La necesidad de recogerse el pelo dio nacimiento a la trenza, que a su vez, se recoge y da origen al moño, con valor ornamental diverso, como el alto de las groenlandesas, el de picaporte de la castellana, la rosca de las mañas de Aragón, el rodete que se usa en tantas otras regiones de España, ya dispuesto en la parte de atrás, como la chufa de las huertanas de Valencia, o a los lados, como también es corriente en Levante y en la mujer charra; y por fin, el moño bajo de la gitana y la andaluza.
El peinado se complica con los más diversos accesorios: los peinecillos de las andaluzas, la peineta de concha española, la redecilla de las catalanas o de las majas, el sombrero de las ibicencas, canarias, y el de las mozas de Montehermoso, en la provincia de Cáceres, el rabosillo de la mujer balear o las complicadas cofias de las bretonas y alsacianas.
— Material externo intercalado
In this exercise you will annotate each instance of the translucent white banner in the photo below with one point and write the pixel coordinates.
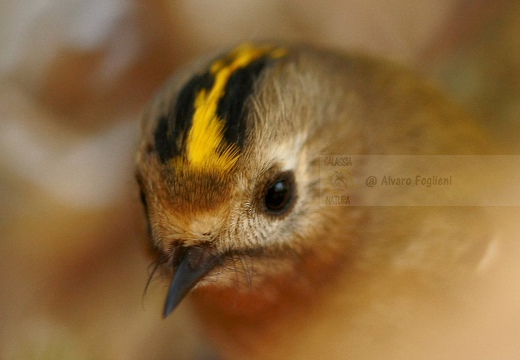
(420, 180)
En determinadas épocas, ha tenido un sentido artístico, como en la antigua Grecia, lleno de gracia y sencillez; en el siglo XVIII, en que adquirió una enorme complicación, que armonizaba tan bien con la pompa de la época; o en los tiempos románticos, en que lucía un estudiado desaliño.
En ocasiones, el peinado masculino ha competido en complicaciones con el de la mujer, y a veces, ha tenido curiosas y absurdas derivaciones, como las complicadas pelucas que tuvieron su apogeo en los siglos xvn y xvm, tan usadas en la corte de Luis XIV y Luis XV de Francia, para quedar reducidas al peluquín, con su ridícula coleta, de la época de Luis XVI. A pesar de la falta de sentido que este adorno tiene en la época moderna, aún perdura en jueces y magistrados de los tribunales ingleses o en los palafreneros, lacayos y cocheros que lucen pelucas a la Federica en las cortes europeas.
En la época moderna, hemos asistido a las más variadas modificaciones del peinado, desde el de principios de siglo, cuidado y relamido, en que estaban de moda las abundantes cabelleras, hasta la melena reducida al mínimo en el peinado a lo garsón (expresión de origen francés: a lo muchacho), para volver más tarde al moño, los rizos y los bucles, con las más diversas y variadas disposiciones.